Life is a tangled mess of other people’s bullshit and other people’s decisions. Even decisions they make on a whim.
Sometimes, you get to decide whether or not you care about them and their issues. If you do, you’re fucked. Their problems become yours and sometimes that means you fall down a black hole and there’s no easy escape. “Today I choose to be happy,” is a joke. You can’t be happy when there’s a rope around your neck and another around your feet. You can’t step forward, and even if you could, you’d just hang yourself.
Sometimes you don’t get to decide a damn thing at all. There’s not a choice you could have made that would have prevented what’s to come. My sorry ass has been thinking about that all day. Whether I had a choice or not. And if what I choose is what I deserve.
Because right now it feels like that rope is pulled snug under my chin with another wrapped tight around my ankles, scratching against my skin with every step I take.
As I stare at the slip of paper I’ve kept in my wallet that says, in a life where you can be anything, be kind, I don’t think twice about balling it up to toss the crumpled scrap in the trash can outside the restaurant.
I miss on the first try. Figures. It mocks me as it falls to the ground, daring me to pick it up and really discard it. Which I do, albeit spitefully.
A strong gust of wind blows the hair from out of my face, and without the scarf I left in my car, the chill sweeps down my collarbone and seeps into my jacket. The weather is just as bitter as I am.
I don’t know how long I’ve been standing outside of Crescent Inn, one of the nicer restaurants in this town. I’ve always wanted to come here, but I could never justify it because of the price. Pulling my coat collar tighter around myself I peek in through the large floor-to-ceiling windows, past the wooden blinds that only cover the top third of the windows and search for Jase.
He’s not hard to find. In the center of the room, filled with bright white tablecloths amid a sea of small cobalt blue vases, each housing an array of fresh flowers next to tea lights for ambience, he stands out.
Just seeing him does something to me. Even as a couple passes around me, giving me a disconcerted look for blocking the door and staring inside the place, I can’t bring myself to go to him. I couldn’t sleep without dreaming about him.

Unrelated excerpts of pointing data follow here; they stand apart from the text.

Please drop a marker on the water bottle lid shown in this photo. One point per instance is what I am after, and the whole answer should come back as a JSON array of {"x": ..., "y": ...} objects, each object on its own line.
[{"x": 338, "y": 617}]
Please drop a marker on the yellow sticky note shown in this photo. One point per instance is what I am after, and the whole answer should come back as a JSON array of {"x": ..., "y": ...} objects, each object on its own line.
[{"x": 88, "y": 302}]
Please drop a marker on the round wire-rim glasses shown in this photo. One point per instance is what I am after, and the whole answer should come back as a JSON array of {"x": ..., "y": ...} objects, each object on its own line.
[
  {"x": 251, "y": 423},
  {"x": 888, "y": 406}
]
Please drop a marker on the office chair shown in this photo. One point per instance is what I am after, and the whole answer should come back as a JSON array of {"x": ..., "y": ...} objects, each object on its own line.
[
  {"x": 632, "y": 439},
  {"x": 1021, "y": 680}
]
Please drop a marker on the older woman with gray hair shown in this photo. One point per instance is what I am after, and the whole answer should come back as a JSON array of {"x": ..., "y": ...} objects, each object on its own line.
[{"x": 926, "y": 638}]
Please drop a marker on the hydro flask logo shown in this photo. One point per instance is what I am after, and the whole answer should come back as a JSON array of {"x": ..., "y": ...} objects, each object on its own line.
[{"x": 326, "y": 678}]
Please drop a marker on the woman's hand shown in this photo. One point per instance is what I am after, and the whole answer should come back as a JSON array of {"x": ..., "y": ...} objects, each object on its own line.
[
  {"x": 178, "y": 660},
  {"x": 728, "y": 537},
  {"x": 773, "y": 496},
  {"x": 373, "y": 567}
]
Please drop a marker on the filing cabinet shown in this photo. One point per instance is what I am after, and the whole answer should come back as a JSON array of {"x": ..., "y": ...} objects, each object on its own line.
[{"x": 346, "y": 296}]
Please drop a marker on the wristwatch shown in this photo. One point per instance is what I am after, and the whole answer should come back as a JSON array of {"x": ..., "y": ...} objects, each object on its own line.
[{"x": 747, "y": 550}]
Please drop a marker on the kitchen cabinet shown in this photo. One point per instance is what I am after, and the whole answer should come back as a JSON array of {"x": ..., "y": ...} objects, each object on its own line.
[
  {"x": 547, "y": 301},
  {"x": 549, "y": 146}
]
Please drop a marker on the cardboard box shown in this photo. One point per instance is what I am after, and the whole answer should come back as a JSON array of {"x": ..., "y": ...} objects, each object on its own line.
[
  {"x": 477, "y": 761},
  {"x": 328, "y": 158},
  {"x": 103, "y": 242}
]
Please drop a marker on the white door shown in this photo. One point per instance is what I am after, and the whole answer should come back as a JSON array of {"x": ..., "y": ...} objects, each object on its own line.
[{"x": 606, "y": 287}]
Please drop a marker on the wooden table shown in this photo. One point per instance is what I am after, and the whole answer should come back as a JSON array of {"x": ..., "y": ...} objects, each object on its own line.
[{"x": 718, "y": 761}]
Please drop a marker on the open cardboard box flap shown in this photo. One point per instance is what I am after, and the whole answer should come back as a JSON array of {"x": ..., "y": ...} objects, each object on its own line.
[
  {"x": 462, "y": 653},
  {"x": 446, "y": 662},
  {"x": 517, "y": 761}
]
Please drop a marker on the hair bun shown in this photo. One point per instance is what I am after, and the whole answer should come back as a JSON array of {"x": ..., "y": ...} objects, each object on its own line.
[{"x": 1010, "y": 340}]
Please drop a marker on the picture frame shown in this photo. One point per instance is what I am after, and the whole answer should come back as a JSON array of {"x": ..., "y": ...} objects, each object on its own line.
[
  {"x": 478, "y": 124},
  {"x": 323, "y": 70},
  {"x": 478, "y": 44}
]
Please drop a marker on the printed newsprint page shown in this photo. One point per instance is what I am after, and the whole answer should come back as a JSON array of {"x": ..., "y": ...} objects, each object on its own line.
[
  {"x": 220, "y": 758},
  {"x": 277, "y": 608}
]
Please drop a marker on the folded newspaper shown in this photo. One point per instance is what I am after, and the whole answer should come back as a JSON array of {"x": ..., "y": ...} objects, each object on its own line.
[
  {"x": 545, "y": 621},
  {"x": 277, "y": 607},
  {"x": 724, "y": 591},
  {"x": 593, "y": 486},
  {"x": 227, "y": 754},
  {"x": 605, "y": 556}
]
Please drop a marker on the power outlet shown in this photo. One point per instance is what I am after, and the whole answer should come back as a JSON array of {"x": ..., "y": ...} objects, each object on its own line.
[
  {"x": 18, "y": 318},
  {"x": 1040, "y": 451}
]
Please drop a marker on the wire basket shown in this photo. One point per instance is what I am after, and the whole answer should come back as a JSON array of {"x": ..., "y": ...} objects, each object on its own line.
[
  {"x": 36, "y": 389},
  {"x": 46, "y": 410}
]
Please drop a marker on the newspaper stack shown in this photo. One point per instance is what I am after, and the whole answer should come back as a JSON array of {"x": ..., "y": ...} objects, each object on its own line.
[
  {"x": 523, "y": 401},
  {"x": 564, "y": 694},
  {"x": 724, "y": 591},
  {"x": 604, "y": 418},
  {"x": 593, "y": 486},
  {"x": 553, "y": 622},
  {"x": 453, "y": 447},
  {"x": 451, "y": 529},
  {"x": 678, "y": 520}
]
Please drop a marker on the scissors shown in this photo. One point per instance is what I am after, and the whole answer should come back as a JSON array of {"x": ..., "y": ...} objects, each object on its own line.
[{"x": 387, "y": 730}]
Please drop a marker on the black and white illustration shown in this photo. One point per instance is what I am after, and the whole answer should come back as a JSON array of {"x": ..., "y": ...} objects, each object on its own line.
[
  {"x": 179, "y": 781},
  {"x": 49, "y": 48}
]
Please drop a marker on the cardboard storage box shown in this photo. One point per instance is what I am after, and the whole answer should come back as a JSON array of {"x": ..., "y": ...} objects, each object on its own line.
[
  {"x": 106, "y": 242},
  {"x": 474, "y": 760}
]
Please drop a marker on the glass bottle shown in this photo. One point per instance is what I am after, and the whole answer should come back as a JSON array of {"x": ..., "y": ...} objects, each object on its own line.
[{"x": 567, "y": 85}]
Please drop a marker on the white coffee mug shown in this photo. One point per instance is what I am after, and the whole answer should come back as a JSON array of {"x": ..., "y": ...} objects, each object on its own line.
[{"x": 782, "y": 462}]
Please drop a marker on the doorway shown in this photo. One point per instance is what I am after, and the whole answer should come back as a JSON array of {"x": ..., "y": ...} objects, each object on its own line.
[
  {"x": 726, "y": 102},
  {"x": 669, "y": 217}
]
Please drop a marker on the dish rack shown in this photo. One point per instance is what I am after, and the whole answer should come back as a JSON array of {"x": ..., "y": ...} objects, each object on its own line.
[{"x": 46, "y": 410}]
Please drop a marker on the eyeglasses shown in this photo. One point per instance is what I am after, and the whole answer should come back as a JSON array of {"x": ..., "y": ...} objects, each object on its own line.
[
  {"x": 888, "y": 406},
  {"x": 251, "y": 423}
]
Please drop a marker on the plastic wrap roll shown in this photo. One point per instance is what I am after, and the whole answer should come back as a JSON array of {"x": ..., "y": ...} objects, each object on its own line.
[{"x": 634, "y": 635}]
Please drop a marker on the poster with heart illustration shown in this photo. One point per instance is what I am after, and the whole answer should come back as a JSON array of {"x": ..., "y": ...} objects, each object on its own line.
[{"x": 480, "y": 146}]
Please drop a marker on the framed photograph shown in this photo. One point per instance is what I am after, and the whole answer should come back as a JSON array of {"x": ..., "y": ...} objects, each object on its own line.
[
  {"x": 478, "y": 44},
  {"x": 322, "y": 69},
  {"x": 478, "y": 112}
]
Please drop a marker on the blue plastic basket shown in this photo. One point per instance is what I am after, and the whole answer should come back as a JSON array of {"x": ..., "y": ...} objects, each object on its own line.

I can’t think without wanting to know what he thinks about it all.
It’s only when he brings his gaze to meet mine, as if he could feel my stare, that I dare consider taking the necessary steps toward him.
How did I get in this deep? How did I let the ropes of his life and my sister’s death wrap so tightly around my every waking moment?
More importantly, how the hell do I get out of this?
I tell myself the only reason I came is because he said he found my things they stole when he called this morning. They were all thrown in a trash can a few blocks down from my place. There’s no way it was a break-in. Jase is on my side; it was staged to disguise something else.
It’s easier to enter though, knowing I’ll get my book back.
“Good evening, Miss Fawn.” The host greets me the moment I walk in. Without another word, he graciously takes my coat from me, ignoring the shock and apprehension that must show on my expression. With my jaw dropped, and the air absent from my lungs, I don’t have a chance to ask him how he knew my name, as if the answer isn’t obvious.